A highlight to our Summer Youth Camps is the Story-telling segment. With fire burning (literally) and out in the cold Danao climate, the participants snuggled together and pour themselves out.
Only a few photos were taken because the camera had a battery problem. Lack of money to buy camera rechargeable batteries, chos! We did our camp on a very tight budget, see?
So in the still of the night the young ones poured their hearts out. Can you imagine growing up beaten up by your father and slaved by your siblings just because you are gay? But this did not hinder our friend to finish Mechanical Engineering and work abroad to earn money for his family! Tsk, tsk, tsk, beaten and slaved but in the end becomes the family savior.
Being the youngest of 10 siblings, Mar (not his real name) could not go to college and became the family's cook, cleaning maid and laundry person. But one day he was invited by his friends to go to Tacloban City. His friends were enrolling for college. One of his friends left the interview line and left our friend to stand in his stead. His friend did not come back until it was his time to be interviewed. So he took the interview. He said he wanted to enroll but his parents could not afford it, was there a scholarship available?
The newly-created dance troupe needed a trainer? He said yes. His tuition solved, what about his food and lodging? He came back to Ormoc and applied for a scholarship from a politician that he helped put to office. Lacking training on folk dances, he became the Dance Troupe Master of his university! And the rest was history.

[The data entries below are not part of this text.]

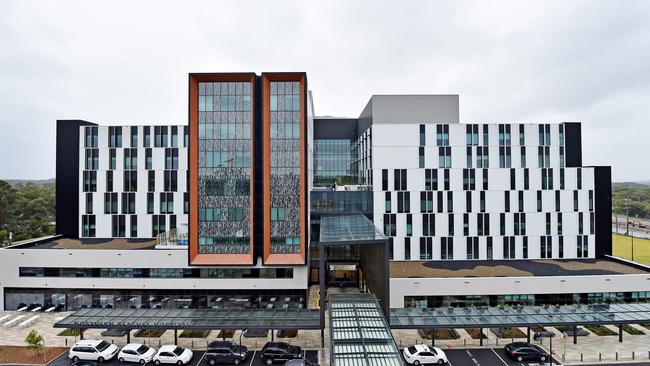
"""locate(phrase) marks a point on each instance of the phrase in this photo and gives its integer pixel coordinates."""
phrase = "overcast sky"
(127, 62)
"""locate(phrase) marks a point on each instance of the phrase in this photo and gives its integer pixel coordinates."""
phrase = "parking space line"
(495, 352)
(252, 358)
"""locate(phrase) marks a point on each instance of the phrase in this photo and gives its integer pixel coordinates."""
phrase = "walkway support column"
(620, 333)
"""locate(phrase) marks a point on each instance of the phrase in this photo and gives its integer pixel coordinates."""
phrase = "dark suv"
(225, 352)
(280, 352)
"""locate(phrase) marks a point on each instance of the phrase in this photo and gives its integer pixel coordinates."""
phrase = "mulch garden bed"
(22, 355)
(149, 333)
(600, 330)
(284, 333)
(440, 334)
(226, 334)
(196, 333)
(474, 333)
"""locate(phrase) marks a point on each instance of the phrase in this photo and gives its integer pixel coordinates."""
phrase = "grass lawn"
(622, 247)
(22, 355)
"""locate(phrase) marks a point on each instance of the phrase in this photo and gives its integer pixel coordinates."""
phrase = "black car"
(279, 352)
(522, 351)
(225, 352)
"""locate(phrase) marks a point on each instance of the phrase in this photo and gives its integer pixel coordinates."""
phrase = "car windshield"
(101, 347)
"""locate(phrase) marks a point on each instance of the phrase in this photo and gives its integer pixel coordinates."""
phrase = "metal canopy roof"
(359, 333)
(500, 316)
(302, 319)
(345, 229)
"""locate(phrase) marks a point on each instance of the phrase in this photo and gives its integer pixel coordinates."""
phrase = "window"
(442, 135)
(166, 203)
(90, 181)
(147, 136)
(134, 226)
(278, 214)
(130, 159)
(128, 203)
(428, 225)
(114, 136)
(92, 159)
(444, 157)
(407, 248)
(171, 158)
(403, 202)
(89, 203)
(447, 248)
(431, 179)
(110, 203)
(118, 226)
(109, 181)
(112, 159)
(134, 136)
(421, 157)
(130, 181)
(472, 248)
(88, 226)
(388, 204)
(422, 135)
(170, 179)
(90, 136)
(426, 248)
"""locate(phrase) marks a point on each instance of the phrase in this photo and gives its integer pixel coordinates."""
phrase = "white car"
(92, 350)
(173, 354)
(136, 352)
(421, 354)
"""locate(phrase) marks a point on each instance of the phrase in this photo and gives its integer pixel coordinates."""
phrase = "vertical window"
(134, 136)
(422, 135)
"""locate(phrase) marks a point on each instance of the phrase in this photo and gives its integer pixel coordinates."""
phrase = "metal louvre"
(504, 316)
(360, 335)
(301, 319)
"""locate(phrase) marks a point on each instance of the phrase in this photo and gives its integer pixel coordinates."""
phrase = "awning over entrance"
(301, 319)
(359, 333)
(520, 316)
(348, 229)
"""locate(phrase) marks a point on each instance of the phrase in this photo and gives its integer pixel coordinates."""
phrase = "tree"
(34, 341)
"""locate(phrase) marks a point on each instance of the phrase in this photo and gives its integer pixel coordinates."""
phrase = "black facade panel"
(573, 144)
(603, 208)
(335, 128)
(67, 176)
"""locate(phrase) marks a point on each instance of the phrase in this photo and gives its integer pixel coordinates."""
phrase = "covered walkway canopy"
(359, 333)
(262, 319)
(520, 316)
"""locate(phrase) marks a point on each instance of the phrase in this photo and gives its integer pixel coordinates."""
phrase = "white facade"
(397, 149)
(151, 145)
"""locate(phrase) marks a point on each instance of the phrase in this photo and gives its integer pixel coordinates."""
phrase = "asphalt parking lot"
(253, 359)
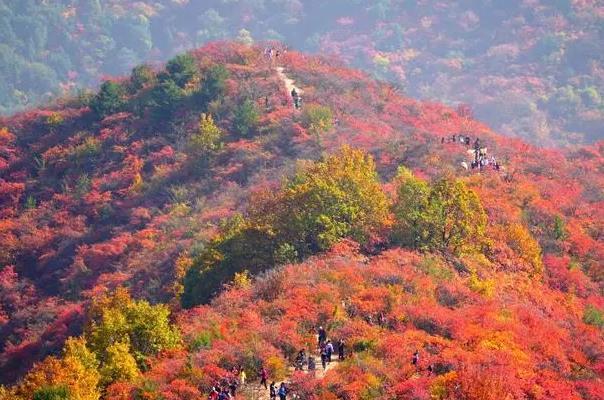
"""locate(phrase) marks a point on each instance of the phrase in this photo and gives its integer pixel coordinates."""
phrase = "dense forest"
(529, 68)
(187, 220)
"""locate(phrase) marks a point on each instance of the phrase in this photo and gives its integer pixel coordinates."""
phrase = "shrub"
(109, 100)
(182, 69)
(593, 316)
(246, 118)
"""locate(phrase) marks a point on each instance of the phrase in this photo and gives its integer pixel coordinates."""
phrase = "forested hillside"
(531, 69)
(187, 220)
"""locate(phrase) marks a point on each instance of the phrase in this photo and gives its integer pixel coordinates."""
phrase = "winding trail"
(254, 391)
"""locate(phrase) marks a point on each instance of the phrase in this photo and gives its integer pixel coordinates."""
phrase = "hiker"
(341, 349)
(214, 394)
(324, 358)
(224, 394)
(264, 377)
(322, 335)
(233, 386)
(282, 391)
(272, 391)
(299, 364)
(311, 365)
(329, 350)
(415, 359)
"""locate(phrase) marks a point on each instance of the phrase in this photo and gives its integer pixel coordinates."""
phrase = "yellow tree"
(76, 372)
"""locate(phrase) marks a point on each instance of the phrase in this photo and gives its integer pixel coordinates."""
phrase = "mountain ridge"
(131, 186)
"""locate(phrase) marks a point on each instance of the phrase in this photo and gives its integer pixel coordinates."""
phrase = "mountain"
(189, 219)
(530, 69)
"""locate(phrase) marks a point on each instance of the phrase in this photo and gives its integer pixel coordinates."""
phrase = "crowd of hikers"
(227, 388)
(480, 159)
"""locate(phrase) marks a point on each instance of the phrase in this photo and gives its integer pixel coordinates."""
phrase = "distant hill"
(530, 69)
(181, 179)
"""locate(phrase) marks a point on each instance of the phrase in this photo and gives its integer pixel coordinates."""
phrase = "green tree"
(445, 216)
(119, 364)
(317, 119)
(207, 139)
(140, 77)
(109, 100)
(246, 118)
(411, 209)
(213, 85)
(182, 69)
(457, 222)
(165, 98)
(338, 197)
(146, 329)
(52, 393)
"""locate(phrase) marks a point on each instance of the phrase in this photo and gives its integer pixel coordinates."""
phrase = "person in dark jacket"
(341, 349)
(282, 391)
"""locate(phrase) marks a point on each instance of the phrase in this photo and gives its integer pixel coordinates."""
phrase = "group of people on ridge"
(227, 389)
(481, 160)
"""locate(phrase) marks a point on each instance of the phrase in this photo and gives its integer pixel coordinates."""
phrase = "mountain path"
(255, 391)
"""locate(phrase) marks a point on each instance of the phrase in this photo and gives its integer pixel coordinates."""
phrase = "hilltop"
(174, 182)
(531, 69)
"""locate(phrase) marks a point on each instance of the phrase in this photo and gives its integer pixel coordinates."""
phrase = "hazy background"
(529, 68)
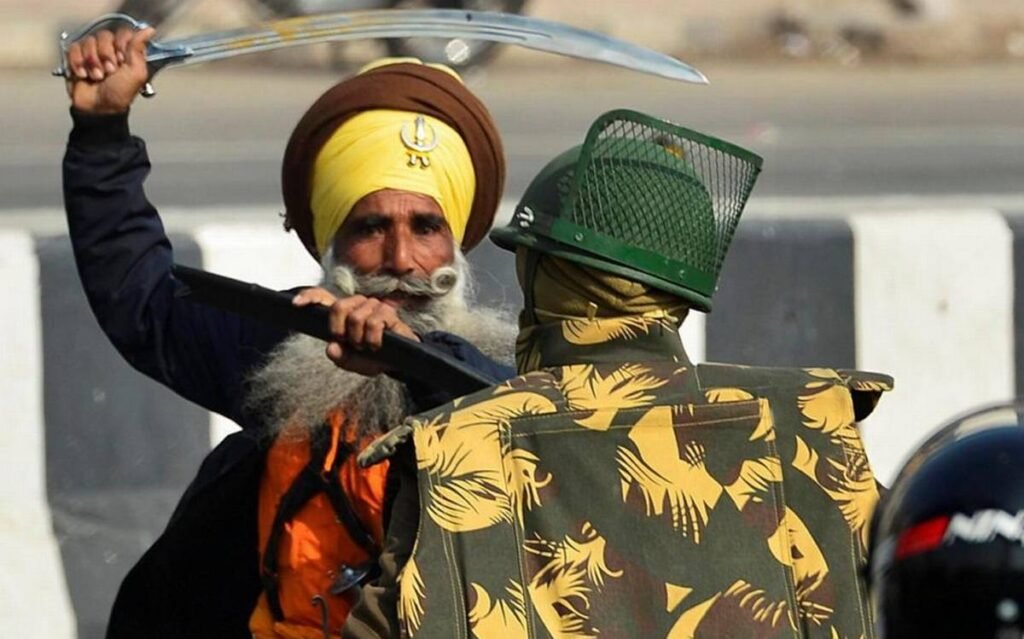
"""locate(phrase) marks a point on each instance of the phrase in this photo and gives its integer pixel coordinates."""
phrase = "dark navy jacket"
(200, 579)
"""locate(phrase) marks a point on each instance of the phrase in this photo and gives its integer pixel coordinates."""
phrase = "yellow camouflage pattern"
(619, 491)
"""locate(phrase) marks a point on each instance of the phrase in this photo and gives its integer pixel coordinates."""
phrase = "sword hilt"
(158, 55)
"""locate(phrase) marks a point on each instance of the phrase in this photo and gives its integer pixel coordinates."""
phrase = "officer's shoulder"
(865, 388)
(714, 374)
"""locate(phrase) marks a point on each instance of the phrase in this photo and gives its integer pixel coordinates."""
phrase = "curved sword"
(527, 32)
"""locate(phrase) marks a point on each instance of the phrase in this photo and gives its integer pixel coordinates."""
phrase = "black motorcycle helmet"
(947, 543)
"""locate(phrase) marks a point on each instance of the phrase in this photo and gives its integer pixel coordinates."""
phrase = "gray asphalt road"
(216, 134)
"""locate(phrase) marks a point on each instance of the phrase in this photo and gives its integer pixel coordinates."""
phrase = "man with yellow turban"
(387, 179)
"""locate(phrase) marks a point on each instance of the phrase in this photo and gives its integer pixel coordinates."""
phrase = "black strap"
(310, 481)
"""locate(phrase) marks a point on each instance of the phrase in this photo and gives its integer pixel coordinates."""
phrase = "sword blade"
(527, 32)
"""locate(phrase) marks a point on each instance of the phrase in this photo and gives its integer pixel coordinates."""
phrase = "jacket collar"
(629, 338)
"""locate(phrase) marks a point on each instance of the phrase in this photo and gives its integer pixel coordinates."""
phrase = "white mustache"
(438, 284)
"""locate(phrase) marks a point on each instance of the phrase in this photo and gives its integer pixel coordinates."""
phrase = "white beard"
(298, 386)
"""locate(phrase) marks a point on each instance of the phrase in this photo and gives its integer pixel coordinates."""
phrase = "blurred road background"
(844, 99)
(216, 134)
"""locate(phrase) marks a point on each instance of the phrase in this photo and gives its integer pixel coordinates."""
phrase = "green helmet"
(642, 199)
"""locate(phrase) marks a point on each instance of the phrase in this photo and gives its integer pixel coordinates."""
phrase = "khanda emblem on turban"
(420, 138)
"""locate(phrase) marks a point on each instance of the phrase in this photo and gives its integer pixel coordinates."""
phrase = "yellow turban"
(400, 150)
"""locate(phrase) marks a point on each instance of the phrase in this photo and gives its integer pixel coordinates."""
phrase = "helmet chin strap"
(531, 258)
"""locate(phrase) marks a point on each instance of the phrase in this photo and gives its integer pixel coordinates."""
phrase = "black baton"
(425, 365)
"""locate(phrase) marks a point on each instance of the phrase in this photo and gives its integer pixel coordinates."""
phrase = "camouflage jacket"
(620, 492)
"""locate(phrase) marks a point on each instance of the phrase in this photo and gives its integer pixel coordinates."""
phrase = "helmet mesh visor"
(657, 186)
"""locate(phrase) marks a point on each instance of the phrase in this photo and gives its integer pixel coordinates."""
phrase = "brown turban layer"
(402, 86)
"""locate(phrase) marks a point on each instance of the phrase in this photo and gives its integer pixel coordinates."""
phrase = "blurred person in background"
(614, 488)
(947, 542)
(387, 178)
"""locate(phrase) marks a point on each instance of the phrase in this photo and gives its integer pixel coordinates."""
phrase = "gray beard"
(298, 386)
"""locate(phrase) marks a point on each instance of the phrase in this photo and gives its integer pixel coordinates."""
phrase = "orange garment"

Another gay participant is now enrolled in the Alternative Learning System (ALS) of the Department of Education because of financial deprivation. His family had a good life when he was growing up. His father was working abroad and earned dollars for the family. They had a big, beautiful house and a car. He thought they had lots of money. Until one day his father came home sick. He was hospitalized and needed constant medical attention that lapped up all their money. His mother even had to sell their house and car. Eventually, his father died.
His mother married another and left for Manila. He became a bum - a street urchin and a drug addict. He hopes to be a changed person this time - he met good people who invited him to the ALS.